Eyvallah Dünya, Merhaba 2021…
Tüm dünya insanları için bu sene tam anlamıyla bir hayal kırıklığı oldu. 2020, korona virüs salgınıyla karşıladı bizi. Evlerimize kapandık, sevdiklerimizi özledik, en özel anlarımızda yalnızlığın burukluğunu yaşadık. İnsanlar olarak biz dünyaya geldik geleli onu yorduk, yıprattık, kirlettik… Dünya bize bu süreçte hep eyvallah dedi, bağışladı. Taa ki bu seneye kadar…
Eyvallah, ne güzel bir kelimedir aslında. Bazen kabulleniş, bazen yol veriş. Dünya bizi hep kabul etti ama biz karşılığında tüm efsunlarından daha çok istedik, onu daha çok tükettik. Çılgınlıklarımızın arasında bize ‘yeter’ dedi çünkü eyvallahı kalmadı. Peki bundan sonra ne olacak?

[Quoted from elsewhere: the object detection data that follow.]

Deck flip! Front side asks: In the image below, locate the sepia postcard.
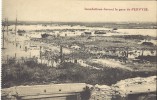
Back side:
[1,0,157,100]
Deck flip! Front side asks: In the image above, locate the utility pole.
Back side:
[2,18,6,49]
[60,45,63,63]
[15,16,17,47]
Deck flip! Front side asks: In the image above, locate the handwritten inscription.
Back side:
[84,8,148,11]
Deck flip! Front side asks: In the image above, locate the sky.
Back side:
[2,0,157,22]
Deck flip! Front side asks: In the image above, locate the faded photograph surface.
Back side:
[1,0,157,100]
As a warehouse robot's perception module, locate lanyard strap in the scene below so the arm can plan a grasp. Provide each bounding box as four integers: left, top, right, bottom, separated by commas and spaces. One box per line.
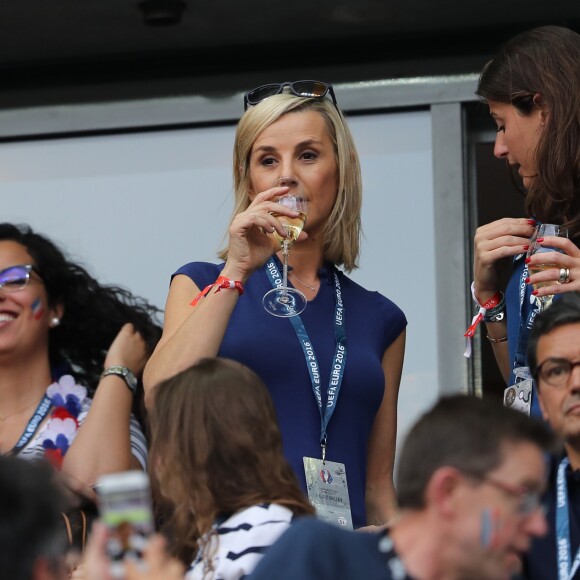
514, 264, 539, 369
266, 259, 347, 461
556, 457, 580, 580
10, 395, 52, 455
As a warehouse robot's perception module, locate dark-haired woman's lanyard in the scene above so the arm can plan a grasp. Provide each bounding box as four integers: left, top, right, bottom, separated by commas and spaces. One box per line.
556, 457, 580, 580
266, 259, 353, 529
508, 264, 538, 415
9, 395, 52, 455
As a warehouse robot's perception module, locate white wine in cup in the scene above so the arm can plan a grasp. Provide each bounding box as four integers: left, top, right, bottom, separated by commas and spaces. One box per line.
262, 178, 308, 318
527, 224, 568, 312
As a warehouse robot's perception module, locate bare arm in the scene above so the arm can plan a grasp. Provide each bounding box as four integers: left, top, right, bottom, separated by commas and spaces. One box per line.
143, 187, 306, 407
365, 330, 406, 525
63, 324, 147, 485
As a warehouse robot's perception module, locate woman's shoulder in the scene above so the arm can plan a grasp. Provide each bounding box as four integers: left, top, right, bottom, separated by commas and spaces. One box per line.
171, 262, 224, 280
339, 271, 407, 324
224, 502, 294, 526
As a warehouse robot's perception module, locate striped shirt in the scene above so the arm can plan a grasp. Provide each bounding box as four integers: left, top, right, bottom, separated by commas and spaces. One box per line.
185, 503, 294, 580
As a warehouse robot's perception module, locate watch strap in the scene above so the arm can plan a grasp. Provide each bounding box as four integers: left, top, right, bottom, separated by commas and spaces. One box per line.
101, 365, 137, 395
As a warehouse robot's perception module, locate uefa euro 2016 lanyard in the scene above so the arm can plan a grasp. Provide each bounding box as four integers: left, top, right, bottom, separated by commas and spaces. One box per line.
266, 259, 346, 462
10, 395, 52, 455
556, 457, 580, 580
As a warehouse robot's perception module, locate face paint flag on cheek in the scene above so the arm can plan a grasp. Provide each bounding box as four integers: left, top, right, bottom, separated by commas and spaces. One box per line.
31, 298, 44, 320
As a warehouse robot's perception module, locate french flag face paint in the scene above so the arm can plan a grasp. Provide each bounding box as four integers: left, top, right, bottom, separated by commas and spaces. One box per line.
31, 298, 44, 320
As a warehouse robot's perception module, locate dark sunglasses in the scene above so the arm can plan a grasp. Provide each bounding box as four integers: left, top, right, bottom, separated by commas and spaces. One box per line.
0, 264, 36, 292
244, 81, 338, 111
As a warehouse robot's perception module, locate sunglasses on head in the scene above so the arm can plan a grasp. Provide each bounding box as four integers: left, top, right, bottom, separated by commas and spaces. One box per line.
0, 264, 35, 292
244, 81, 338, 111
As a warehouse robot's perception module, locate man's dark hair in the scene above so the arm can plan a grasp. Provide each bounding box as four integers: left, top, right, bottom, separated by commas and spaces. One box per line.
528, 292, 580, 378
396, 395, 556, 509
0, 456, 67, 580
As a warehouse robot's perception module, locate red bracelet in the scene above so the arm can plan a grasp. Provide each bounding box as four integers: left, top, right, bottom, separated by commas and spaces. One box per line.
191, 276, 244, 306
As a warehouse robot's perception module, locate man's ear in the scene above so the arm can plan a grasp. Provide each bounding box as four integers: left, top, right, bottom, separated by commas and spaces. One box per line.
31, 556, 65, 580
425, 466, 464, 516
532, 93, 550, 125
536, 385, 550, 421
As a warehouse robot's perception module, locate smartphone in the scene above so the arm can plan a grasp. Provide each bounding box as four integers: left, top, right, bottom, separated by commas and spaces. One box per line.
95, 471, 154, 579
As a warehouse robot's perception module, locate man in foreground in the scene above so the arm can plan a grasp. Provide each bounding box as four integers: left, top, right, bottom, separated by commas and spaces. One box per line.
524, 292, 580, 580
250, 395, 554, 580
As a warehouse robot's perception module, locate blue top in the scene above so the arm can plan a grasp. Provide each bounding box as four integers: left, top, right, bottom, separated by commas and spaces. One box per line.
521, 457, 580, 580
174, 258, 407, 527
248, 518, 410, 580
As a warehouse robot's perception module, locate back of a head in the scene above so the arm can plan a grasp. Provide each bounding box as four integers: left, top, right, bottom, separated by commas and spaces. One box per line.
150, 358, 292, 495
476, 26, 580, 111
149, 358, 314, 557
476, 26, 580, 237
396, 395, 555, 509
527, 292, 580, 374
0, 456, 67, 580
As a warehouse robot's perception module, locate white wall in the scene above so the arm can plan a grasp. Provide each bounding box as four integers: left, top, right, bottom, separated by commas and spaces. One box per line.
0, 111, 438, 454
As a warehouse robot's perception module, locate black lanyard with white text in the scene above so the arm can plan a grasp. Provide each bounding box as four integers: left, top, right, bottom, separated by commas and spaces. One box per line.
10, 395, 52, 455
266, 259, 347, 461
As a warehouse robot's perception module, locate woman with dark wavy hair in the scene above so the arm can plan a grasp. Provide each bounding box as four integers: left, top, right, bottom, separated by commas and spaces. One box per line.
150, 358, 314, 580
0, 223, 161, 488
472, 26, 580, 414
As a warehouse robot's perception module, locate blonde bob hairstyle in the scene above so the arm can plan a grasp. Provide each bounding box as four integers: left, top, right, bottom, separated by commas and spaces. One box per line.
219, 93, 362, 272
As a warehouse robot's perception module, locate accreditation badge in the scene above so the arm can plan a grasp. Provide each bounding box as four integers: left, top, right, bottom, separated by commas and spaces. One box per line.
303, 457, 353, 530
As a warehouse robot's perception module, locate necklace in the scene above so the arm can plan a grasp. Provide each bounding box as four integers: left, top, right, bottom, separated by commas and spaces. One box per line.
292, 272, 320, 292
0, 401, 36, 423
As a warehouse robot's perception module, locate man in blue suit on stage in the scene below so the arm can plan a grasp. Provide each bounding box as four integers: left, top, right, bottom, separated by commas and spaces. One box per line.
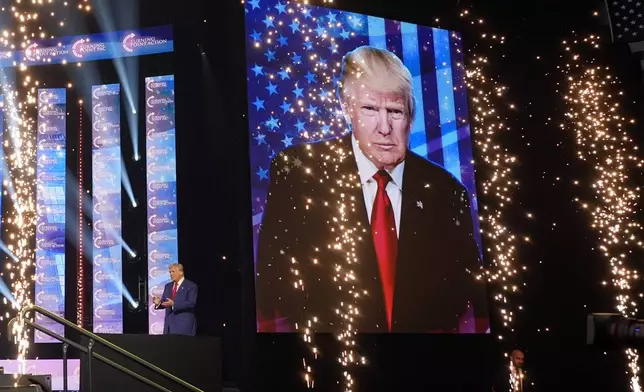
152, 264, 198, 336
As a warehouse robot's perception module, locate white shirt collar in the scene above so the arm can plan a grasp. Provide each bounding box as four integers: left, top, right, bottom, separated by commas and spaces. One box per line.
351, 133, 405, 192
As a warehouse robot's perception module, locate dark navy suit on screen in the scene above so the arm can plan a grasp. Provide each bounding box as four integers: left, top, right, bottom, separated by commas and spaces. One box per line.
256, 134, 487, 333
157, 279, 198, 336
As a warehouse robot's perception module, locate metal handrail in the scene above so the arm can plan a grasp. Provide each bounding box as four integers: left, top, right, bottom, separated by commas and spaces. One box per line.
8, 305, 204, 392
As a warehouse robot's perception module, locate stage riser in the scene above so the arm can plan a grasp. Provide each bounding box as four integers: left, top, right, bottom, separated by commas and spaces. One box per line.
81, 334, 221, 392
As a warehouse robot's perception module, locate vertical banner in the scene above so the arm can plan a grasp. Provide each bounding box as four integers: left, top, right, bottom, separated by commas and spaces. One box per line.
34, 88, 67, 343
92, 84, 123, 333
145, 75, 179, 335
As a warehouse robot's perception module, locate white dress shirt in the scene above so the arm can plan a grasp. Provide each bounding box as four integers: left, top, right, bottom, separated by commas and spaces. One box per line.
351, 134, 405, 235
172, 278, 185, 310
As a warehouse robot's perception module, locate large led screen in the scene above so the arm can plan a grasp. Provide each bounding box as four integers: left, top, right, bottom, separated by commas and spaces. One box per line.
245, 0, 488, 333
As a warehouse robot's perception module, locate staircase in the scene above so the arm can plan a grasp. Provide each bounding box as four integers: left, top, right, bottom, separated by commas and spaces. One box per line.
7, 306, 209, 392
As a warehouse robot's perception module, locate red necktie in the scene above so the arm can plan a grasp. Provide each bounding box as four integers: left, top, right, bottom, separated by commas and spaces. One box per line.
371, 170, 398, 331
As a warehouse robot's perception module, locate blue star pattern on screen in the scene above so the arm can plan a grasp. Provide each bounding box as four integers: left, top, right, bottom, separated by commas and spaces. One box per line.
245, 0, 480, 253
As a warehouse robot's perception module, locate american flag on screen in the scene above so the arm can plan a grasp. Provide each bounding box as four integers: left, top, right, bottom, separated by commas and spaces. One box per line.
606, 0, 644, 42
244, 0, 478, 264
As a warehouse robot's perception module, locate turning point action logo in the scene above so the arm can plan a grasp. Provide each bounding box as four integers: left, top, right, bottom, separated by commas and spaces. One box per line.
72, 38, 107, 59
122, 33, 168, 53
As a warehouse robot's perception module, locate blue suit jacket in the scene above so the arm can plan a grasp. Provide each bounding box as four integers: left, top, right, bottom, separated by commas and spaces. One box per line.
157, 278, 198, 336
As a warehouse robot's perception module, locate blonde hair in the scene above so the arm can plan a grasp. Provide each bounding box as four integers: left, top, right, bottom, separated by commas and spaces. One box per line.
340, 46, 416, 121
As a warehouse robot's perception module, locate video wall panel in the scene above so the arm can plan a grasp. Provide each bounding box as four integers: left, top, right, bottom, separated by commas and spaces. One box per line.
245, 0, 488, 333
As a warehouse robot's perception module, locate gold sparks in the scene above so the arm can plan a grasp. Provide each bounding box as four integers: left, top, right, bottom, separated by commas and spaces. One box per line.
559, 35, 642, 391
460, 6, 520, 382
0, 0, 91, 361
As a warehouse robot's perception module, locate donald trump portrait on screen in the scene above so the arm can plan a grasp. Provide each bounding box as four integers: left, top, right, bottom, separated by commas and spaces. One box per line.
256, 46, 487, 333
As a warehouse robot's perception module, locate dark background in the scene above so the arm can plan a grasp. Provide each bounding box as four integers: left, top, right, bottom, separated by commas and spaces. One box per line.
0, 0, 642, 391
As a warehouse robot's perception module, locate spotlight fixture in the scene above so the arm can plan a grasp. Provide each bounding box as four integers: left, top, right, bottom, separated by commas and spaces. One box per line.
127, 300, 143, 313
586, 313, 644, 349
127, 276, 148, 313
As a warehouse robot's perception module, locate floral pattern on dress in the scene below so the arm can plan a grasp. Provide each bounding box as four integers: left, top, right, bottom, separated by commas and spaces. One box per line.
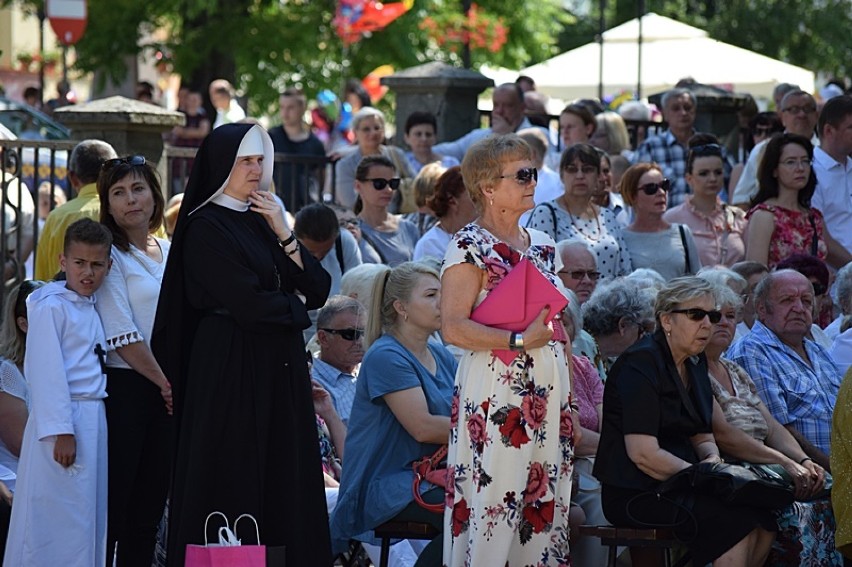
746, 203, 828, 270
443, 224, 574, 567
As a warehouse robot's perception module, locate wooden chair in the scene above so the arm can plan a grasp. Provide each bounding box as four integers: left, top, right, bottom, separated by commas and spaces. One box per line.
580, 526, 691, 567
373, 521, 438, 567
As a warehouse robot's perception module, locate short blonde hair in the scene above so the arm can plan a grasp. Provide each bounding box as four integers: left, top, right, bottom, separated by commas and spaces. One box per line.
462, 134, 533, 209
414, 162, 446, 207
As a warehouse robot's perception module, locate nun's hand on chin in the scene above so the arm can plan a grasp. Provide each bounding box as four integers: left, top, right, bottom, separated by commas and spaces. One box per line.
249, 191, 290, 240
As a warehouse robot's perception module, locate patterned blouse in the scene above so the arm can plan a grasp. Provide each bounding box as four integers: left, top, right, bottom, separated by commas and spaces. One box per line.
710, 358, 769, 441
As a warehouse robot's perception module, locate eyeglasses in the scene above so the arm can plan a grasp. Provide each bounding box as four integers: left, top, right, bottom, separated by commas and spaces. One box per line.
689, 144, 722, 156
101, 156, 145, 171
362, 177, 402, 191
497, 167, 538, 185
320, 329, 364, 341
639, 179, 672, 195
781, 104, 816, 114
670, 307, 722, 325
564, 165, 599, 175
781, 158, 811, 169
559, 270, 601, 282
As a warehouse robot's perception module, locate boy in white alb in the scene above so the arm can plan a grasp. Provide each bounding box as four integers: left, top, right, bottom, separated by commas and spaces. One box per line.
3, 219, 112, 567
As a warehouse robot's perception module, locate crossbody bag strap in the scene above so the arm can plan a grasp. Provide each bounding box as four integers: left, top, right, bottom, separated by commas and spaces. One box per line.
677, 224, 692, 274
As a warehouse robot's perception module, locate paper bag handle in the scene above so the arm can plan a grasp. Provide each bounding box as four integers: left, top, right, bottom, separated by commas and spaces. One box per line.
204, 511, 230, 546
234, 514, 260, 545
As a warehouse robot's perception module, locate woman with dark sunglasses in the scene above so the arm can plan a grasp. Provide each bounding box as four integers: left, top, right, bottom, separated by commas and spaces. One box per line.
620, 163, 701, 280
594, 277, 777, 566
527, 144, 633, 279
355, 156, 420, 267
96, 156, 173, 567
663, 138, 747, 266
441, 134, 580, 567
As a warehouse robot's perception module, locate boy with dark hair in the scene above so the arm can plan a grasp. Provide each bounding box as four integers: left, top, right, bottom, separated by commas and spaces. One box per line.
3, 218, 112, 567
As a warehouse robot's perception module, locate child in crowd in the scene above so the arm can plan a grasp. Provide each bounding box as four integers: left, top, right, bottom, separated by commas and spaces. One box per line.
3, 219, 112, 567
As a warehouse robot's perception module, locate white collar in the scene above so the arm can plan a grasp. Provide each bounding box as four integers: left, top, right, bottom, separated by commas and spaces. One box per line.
210, 193, 251, 213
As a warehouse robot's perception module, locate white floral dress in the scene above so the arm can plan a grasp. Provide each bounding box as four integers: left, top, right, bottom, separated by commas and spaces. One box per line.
442, 224, 574, 567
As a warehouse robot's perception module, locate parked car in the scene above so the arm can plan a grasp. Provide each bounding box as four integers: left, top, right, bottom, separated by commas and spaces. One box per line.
0, 97, 71, 194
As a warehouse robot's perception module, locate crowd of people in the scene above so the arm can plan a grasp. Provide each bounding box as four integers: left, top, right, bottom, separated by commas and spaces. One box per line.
0, 75, 852, 567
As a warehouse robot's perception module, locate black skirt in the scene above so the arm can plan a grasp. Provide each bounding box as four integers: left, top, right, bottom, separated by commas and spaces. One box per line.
601, 484, 778, 565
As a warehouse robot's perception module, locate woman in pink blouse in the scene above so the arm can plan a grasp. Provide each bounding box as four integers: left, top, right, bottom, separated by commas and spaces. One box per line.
663, 134, 747, 266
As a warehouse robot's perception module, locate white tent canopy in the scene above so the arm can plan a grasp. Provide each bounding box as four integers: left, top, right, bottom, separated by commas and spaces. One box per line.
521, 13, 814, 100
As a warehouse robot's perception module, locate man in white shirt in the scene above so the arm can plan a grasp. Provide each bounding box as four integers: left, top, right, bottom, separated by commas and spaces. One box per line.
729, 90, 820, 209
432, 83, 533, 161
311, 295, 367, 425
209, 79, 246, 129
811, 95, 852, 253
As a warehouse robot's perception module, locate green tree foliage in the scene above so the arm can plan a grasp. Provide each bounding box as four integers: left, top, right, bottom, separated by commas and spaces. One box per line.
6, 0, 570, 112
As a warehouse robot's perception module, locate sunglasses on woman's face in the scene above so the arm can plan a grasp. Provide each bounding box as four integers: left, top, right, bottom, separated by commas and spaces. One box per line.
364, 177, 401, 191
671, 307, 722, 325
497, 167, 538, 185
101, 156, 145, 171
639, 179, 672, 195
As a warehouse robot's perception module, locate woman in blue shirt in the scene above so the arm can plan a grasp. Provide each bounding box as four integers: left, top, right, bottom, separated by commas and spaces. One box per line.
331, 262, 456, 566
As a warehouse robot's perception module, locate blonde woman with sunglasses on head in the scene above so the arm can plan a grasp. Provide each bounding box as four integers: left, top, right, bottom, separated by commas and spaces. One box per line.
355, 156, 420, 267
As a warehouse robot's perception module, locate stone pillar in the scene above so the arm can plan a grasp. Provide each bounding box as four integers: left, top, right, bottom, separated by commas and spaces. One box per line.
381, 61, 494, 147
53, 96, 186, 182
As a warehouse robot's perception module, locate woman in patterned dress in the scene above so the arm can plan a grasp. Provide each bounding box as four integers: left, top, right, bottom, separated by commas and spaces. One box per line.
441, 134, 580, 567
746, 134, 849, 270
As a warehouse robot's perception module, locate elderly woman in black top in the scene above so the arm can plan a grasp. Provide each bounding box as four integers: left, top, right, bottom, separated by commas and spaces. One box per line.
594, 277, 775, 566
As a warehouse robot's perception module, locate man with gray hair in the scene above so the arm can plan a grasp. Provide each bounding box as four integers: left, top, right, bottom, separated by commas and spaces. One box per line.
633, 88, 731, 208
726, 270, 843, 470
35, 140, 118, 281
728, 90, 819, 205
311, 295, 367, 425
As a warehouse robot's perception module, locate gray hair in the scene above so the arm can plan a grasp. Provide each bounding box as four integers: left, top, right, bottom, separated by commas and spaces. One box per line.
660, 87, 698, 109
654, 276, 716, 323
340, 264, 391, 350
582, 278, 654, 336
317, 295, 364, 329
834, 263, 852, 315
696, 266, 748, 293
350, 106, 385, 132
753, 269, 811, 311
562, 288, 583, 337
68, 140, 118, 185
624, 268, 666, 293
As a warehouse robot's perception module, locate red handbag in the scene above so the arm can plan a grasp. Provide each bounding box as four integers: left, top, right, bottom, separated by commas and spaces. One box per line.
411, 445, 452, 514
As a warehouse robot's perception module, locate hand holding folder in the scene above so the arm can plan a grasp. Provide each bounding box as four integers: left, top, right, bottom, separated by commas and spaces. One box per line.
470, 258, 568, 366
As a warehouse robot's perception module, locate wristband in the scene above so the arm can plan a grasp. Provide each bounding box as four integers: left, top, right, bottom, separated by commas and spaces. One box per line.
509, 333, 524, 350
278, 231, 296, 248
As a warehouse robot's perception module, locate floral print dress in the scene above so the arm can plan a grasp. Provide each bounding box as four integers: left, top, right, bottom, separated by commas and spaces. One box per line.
442, 224, 574, 567
746, 203, 828, 270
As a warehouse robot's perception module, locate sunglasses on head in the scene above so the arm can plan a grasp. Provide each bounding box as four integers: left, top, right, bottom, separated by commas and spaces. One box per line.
671, 307, 722, 325
497, 167, 538, 185
101, 156, 145, 171
639, 179, 672, 195
364, 177, 402, 191
689, 144, 722, 156
321, 329, 364, 341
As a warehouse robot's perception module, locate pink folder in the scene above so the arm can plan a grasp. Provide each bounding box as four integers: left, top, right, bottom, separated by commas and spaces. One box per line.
470, 258, 568, 366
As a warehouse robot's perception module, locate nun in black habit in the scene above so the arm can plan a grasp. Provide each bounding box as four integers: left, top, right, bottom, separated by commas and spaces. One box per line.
152, 124, 332, 566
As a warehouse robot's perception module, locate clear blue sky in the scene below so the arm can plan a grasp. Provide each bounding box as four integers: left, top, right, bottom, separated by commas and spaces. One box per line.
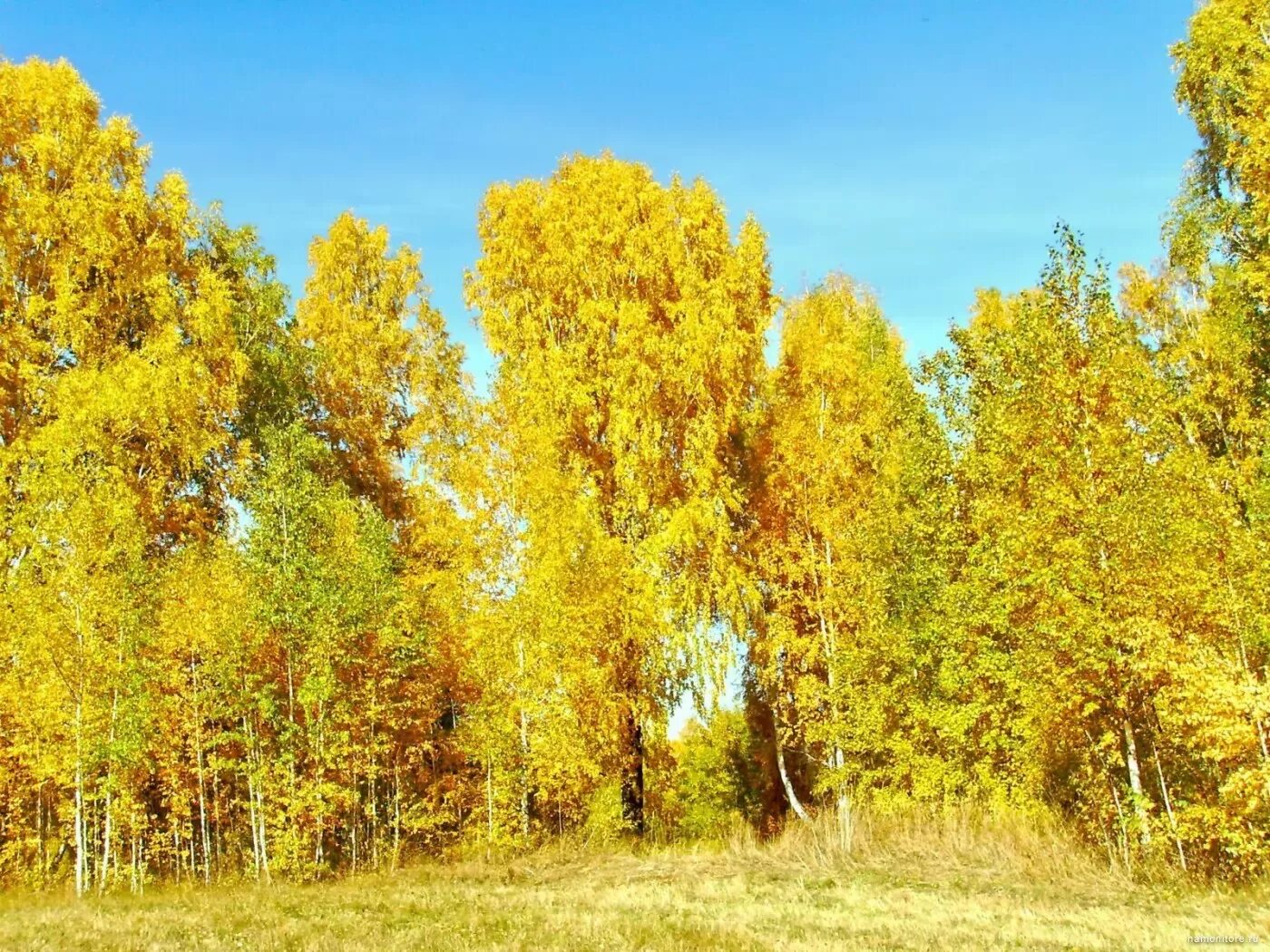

Biz insanlar kabullenişine alıştığımız dünyada neleri farklı yapacağız? İşte bu sorulara doğru yanıtı verdiğimizde bizi bağışlayacak dünya. Belki de bir şeyleri farklı yapmaya teşvik edecek bizi. Bambaşka pencerelerden bakmayı, üretmeyi hatta sevmeyi öğretecek.
Eyvallah… Ne sihirli kelimedir aslında. Bazen boş veriş ama hep sonunda hep bir rahata eriş. Umarım dünya bize son kez eyvallah dememiştir, umarım bizler bu serzenişten dersimizi almışızdır.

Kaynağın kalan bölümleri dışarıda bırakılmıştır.